Bolsonaro defendeu reiteradamente essa tese
no ano passado, principalmente depois de uma decisão do Supremo Tribunal
Federal (STF) que considerou inconstitucional um de seus atos normativos. Na
ocasião, o presidente da corte, Luiz Fux, o rebateu de pronto, esclarecendo que
a leitura do artigo 142 feita pelo presidente da República é equivocada, em
termos técnico-jurídicos. Por causa disso, Bolsonaro ampliou suas afrontas à
corte, estimulando seus seguidores a fazerem o mesmo.
Agindo nessa linha, um grupo de 52 membros
da Aeronáutica, 16 da Marinha e 10 do Exército – todos da reserva – publicou um
manifesto acusando os ministros do STF de fazerem “uso de um palavreado
enfadonho, supérfluo, verboso, ardiloso, como um bolodório de doutor de
faculdade”. E um deputado, Marcio Labre (PSL-RJ), chegou a afirmar pelo YouTube que,
“se as Forças Armadas decidirem que os senhores (ministros do STF) estão
destituídos, os senhores estarão, porque o fuzil atira e a caneta não atira. A
vida funciona assim, sempre funcionou. Quem manda no jogo é o dono do fuzil,
não é a caneta do senhor Fux, nem do senhor Toffoli, nem do senhor Lewandowski,
nem do senhor Gilmar Mendes. Um único movimento de tanque na sala dos senhores
e os senhores saem algemados, destituídos, podem perder num instante o status
que têm hoje”.
Deixando de lado a adulação de Bolsonaro aos novos generais, o palavrório dos oficiais de pijama e o golpismo desse parlamentar, a ideia de que o artigo 142 permite às Forças Armadas agirem como poder moderador de conflitos entre os poderes não procede, juridicamente. Segundo esse artigo, “as Forças Armadas, constituídas pela Marinha, pelo Exército e pela Aeronáutica, são instituições nacionais permanentes e regulares, organizadas com base na hierarquia e na disciplina, sob a autoridade suprema do Presidente da República, e destinam-se à defesa da Pátria, à garantia dos poderes constitucionais e, por iniciativa de qualquer destes, da lei e da ordem”.

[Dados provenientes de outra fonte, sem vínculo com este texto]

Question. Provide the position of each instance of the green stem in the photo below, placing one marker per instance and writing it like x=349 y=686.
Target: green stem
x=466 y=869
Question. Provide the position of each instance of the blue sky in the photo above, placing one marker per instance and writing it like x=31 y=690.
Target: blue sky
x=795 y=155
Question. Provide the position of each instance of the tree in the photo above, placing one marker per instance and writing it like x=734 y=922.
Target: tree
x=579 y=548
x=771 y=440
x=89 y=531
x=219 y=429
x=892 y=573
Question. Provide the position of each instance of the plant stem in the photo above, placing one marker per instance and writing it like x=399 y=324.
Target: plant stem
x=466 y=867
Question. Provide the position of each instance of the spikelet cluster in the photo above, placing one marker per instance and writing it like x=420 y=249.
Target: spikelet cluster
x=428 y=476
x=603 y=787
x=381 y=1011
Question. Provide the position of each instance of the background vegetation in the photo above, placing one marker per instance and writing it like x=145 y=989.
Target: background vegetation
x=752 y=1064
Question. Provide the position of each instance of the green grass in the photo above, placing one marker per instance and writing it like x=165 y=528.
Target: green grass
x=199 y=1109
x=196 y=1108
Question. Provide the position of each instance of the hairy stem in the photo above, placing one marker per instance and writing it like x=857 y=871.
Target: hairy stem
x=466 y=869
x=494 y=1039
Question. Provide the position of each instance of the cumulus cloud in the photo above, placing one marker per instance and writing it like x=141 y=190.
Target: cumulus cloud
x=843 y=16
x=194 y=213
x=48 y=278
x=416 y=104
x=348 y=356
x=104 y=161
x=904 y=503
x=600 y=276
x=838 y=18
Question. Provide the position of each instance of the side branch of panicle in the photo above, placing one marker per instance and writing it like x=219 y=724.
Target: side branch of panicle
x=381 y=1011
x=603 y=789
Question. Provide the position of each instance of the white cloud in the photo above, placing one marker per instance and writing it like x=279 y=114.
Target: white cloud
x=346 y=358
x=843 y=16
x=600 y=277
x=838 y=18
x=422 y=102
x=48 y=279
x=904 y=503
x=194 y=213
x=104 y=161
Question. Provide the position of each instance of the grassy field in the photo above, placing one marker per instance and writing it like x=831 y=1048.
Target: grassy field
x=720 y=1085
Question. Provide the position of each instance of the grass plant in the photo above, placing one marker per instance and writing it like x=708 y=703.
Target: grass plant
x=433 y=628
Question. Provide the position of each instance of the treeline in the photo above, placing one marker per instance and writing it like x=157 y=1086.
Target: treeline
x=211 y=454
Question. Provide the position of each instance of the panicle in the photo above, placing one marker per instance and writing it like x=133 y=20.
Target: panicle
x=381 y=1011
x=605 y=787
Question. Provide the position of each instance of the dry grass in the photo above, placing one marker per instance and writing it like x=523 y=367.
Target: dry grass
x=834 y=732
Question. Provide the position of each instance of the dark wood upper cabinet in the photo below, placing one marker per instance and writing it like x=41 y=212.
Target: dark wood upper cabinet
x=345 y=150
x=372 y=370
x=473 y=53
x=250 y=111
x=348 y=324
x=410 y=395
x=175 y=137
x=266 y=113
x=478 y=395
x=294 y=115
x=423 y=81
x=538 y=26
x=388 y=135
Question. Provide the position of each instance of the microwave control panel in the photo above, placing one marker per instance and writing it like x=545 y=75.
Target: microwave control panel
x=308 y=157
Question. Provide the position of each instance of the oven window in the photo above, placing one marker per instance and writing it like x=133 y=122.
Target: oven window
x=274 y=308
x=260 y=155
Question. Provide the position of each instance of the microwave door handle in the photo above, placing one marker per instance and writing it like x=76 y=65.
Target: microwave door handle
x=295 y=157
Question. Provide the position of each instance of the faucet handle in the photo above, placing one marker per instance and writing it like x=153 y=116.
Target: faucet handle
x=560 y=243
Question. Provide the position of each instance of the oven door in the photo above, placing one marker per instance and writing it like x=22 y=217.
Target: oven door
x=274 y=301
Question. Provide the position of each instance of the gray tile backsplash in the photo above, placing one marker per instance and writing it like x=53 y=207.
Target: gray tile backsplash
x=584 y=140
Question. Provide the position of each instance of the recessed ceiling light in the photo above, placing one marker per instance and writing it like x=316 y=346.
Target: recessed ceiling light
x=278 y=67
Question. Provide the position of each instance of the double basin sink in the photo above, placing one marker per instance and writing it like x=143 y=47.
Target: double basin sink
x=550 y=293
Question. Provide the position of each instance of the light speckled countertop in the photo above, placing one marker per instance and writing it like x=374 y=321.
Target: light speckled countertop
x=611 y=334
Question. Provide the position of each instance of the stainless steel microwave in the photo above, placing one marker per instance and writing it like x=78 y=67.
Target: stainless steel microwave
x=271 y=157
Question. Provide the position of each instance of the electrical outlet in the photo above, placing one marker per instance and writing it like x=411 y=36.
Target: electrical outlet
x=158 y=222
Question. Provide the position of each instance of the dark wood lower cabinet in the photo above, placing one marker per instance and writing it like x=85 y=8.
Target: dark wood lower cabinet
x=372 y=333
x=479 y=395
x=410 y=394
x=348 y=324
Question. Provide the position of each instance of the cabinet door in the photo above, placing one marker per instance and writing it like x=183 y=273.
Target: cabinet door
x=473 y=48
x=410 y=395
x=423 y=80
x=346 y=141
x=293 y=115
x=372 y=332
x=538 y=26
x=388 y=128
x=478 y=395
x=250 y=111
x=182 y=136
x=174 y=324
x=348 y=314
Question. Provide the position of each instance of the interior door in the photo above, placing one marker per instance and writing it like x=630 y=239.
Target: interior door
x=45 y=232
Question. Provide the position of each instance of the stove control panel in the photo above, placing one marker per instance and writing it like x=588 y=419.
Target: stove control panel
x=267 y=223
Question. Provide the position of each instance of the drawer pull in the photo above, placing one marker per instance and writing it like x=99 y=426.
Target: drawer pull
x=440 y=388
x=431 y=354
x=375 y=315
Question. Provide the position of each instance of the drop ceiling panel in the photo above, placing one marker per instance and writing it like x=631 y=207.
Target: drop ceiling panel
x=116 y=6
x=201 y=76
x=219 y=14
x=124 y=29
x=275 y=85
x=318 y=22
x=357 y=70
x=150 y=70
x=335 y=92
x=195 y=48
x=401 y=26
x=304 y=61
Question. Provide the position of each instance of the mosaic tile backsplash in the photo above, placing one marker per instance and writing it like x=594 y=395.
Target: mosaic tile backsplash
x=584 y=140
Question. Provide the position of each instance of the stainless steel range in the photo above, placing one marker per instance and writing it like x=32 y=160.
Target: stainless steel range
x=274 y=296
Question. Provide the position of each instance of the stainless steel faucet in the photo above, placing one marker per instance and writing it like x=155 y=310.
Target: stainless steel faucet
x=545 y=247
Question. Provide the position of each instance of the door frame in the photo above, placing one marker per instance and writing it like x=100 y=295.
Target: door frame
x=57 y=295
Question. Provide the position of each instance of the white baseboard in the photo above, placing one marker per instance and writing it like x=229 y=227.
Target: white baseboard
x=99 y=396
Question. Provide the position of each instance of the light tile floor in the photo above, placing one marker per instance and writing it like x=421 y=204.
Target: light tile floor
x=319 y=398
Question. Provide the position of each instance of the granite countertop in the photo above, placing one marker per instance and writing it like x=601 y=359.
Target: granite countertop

Apesar de não ser um texto preciso, como
tantos outros produzidos pela Constituinte, o artigo 142 não diz, em momento
algum, que as Forças Armadas têm a prerrogativa de um juízo singular que lhes
permita avaliar eventuais tensões e conflitos entre os três Poderes e de
intervir por conta própria, sob a justificativa de garantir a Constituição e
preservar a lei e a ordem. Também não afirma que as Forças Armadas são a
garantia da Constituição – esta, pelo artigo 103, deixa claro que o guardião da
Carta é o STF.
Na verdade, o poder de chefia das Forças
Armadas é limitado juridicamente e não há qualquer margem para interpretações
que permitam sua utilização para conter “indevidas intromissões” no
funcionamento dos outros Poderes, como afirmou o presidente da República em
2020. Ao contrário do que tenta induzir, o artigo 142 é o que define as funções
das Forças Armadas – não são elas que definem o papel da Constituição. Por mais
que esse artigo 142 estabeleça que o papel institucional dos militares é
defender a Pátria, garantir os poderes constitucionais e assegurar a lei e a
ordem, ele não acolhe a ideia de um poder moderador entre os poderes Executivo,
Legislativo e Judiciário.
O que aqueles que criticam os ministros do
STF de se expressar por meio de “bolodórios de um doutor de faculdade” não
sabem é que, no âmbito do direito positivo, não existe uma interpretação
literal da Constituição e das leis – como se houvesse uma interpretação única e
verdadeira. Qualquer calouro dos cursos jurídicos aprende, já no primeiro ano,
que a interpretação literal é rejeitada desde os tempos do pensamento helênico.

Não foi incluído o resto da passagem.